Simulate an existing dataframe

Produces a data table with the same distributions and correlations as an existing data table Only returns numeric columns and simulates all numeric variables from a continuous normal distribution (for now).

Usage

sim_df(
  data,
  n = 100,
  within = c(),
  between = c(),
  id = "id",
  dv = "value",
  empirical = FALSE,
  long = FALSE,
  seed = NULL,
  missing = FALSE,
  sep = faux_options("sep")
)

Arguments

data: the existing tbl
n: the number of samples to return per group
within: a list of the within-subject factor columns (if long format)
between: a list of the between-subject factor columns
id: the names of the column(s) for grouping observations
dv: the name of the DV (value) column
empirical: Should the returned data have these exact parameters? (versus be sampled from a population with these parameters)
long: whether to return the data table in long format
seed: DEPRECATED use set.seed() instead before running this function
missing: simulate missing data?
sep: separator for factor levels

Value

a tbl

Details

See vignette("sim_df", package = "faux") for details.

Examples

iris100 <- sim_df(iris, 100)
iris_species <- sim_df(iris, 100, between = "Species")

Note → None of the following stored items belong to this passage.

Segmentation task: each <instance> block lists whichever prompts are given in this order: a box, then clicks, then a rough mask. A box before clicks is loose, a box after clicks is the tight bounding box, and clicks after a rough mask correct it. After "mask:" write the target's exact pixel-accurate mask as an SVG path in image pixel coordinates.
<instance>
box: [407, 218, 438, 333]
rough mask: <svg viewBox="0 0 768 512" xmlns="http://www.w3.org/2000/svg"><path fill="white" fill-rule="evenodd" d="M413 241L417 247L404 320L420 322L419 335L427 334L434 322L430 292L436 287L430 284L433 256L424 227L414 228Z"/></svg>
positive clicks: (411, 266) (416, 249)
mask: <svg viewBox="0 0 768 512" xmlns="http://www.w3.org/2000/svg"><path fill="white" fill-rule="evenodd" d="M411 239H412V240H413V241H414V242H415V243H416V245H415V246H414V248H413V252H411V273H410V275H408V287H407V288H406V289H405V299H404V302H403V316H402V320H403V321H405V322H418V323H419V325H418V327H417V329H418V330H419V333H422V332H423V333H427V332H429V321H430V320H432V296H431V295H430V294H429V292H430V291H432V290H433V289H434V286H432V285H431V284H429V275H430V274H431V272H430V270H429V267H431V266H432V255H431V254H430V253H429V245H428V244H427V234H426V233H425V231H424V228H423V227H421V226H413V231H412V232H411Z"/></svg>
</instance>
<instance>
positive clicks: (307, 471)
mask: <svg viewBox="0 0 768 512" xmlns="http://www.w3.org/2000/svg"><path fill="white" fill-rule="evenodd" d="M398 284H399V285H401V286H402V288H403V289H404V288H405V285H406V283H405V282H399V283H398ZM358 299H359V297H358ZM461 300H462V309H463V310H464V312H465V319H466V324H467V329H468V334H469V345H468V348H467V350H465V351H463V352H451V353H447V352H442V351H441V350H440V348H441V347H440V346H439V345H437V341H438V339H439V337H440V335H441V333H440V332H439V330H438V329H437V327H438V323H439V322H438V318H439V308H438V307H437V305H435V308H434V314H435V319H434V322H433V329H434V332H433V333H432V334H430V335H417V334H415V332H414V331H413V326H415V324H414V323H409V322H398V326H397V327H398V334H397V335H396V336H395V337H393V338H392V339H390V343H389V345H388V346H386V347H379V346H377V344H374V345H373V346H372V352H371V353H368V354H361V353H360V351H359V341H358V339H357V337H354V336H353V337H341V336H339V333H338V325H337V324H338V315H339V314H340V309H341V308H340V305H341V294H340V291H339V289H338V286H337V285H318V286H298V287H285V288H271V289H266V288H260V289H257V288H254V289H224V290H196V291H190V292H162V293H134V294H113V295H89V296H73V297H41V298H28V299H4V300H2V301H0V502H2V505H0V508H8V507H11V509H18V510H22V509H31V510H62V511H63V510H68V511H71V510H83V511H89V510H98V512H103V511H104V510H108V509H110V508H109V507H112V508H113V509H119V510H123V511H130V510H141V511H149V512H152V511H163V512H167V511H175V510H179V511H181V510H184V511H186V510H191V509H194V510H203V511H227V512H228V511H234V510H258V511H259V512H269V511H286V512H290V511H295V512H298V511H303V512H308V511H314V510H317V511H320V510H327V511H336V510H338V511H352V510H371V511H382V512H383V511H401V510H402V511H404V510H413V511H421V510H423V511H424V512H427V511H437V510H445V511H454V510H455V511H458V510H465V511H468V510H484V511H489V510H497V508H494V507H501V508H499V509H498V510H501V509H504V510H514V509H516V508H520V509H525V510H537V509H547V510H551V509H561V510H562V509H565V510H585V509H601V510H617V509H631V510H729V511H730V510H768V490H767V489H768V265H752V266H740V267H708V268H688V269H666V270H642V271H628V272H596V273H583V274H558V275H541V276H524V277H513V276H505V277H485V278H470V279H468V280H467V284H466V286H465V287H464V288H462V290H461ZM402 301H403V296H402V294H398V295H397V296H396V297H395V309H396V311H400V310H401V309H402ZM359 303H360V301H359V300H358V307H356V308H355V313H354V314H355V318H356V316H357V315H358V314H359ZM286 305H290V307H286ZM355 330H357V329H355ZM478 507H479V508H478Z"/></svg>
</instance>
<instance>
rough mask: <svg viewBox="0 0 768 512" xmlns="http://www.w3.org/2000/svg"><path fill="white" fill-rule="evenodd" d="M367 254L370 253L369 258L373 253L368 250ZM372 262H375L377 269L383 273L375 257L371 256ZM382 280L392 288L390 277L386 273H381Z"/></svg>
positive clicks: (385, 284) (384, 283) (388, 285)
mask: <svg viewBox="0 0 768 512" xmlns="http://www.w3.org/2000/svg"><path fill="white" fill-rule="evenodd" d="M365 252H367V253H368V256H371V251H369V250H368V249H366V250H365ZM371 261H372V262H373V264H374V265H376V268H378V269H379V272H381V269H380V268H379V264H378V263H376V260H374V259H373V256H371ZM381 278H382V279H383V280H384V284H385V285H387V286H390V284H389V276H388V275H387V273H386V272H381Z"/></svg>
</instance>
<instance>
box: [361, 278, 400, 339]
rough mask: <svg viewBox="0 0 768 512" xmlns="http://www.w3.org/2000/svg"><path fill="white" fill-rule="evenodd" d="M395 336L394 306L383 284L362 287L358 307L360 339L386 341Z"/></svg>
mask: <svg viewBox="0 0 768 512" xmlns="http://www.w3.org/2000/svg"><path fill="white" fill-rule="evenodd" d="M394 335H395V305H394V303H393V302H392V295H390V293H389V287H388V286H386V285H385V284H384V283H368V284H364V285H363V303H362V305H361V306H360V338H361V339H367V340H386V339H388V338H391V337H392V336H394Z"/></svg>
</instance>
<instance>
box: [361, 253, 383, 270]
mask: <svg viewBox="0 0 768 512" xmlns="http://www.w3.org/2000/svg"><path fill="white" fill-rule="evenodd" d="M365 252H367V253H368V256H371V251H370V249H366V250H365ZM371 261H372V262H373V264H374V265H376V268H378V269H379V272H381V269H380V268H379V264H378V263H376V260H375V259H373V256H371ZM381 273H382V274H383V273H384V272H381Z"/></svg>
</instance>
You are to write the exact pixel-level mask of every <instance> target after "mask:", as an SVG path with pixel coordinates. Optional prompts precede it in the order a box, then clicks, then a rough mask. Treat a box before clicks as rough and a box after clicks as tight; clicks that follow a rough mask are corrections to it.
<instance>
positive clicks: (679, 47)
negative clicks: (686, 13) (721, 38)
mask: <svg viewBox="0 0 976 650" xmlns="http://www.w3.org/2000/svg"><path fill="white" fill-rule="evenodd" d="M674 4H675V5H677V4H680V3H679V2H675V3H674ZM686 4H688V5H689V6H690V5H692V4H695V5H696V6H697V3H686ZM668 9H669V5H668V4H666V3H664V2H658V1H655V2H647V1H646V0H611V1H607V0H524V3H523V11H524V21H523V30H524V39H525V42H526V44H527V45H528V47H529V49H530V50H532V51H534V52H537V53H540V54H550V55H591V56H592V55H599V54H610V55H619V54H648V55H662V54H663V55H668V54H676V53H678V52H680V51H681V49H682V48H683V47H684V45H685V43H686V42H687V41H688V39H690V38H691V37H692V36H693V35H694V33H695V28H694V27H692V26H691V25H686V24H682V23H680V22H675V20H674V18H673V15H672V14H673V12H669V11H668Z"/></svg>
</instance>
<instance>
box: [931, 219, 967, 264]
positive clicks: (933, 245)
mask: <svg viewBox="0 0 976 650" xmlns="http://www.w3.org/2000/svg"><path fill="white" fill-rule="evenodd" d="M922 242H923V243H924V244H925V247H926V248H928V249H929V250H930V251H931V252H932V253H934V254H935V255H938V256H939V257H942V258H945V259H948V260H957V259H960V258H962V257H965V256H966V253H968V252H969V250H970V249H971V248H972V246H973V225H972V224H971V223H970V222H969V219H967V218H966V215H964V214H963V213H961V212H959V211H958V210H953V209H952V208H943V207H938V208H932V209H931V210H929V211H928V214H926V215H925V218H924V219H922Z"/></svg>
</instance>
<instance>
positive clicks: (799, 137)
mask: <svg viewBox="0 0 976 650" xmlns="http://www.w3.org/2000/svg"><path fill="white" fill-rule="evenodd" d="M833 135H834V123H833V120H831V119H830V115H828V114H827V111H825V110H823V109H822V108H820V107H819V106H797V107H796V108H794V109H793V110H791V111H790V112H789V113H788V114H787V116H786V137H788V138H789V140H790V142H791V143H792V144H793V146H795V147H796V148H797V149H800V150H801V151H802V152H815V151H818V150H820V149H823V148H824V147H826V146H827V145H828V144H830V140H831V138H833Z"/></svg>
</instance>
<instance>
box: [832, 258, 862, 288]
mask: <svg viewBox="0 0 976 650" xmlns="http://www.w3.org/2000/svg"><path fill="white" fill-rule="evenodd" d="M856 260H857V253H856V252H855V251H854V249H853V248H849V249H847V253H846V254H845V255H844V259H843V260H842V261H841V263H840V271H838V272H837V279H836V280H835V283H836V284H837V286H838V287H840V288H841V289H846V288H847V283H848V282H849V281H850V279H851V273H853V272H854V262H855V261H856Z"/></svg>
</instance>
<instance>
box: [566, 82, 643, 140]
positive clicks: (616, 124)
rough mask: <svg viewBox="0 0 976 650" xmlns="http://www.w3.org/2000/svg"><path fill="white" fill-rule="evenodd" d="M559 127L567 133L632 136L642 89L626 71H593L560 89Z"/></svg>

# set the names of within factors and (the separator character) 
# if you want to return a long version
longdf <- sim_df(iris, 
                 between = "Species", 
                 within = c("type", "dim"),
                 sep = ".",
                 long = TRUE)
                 
# or if you are simulating data from a table in long format
widedf <- sim_df(longdf, 
                 between = "Species", 
                 within = c("type", "dim"),
                 sep = ".")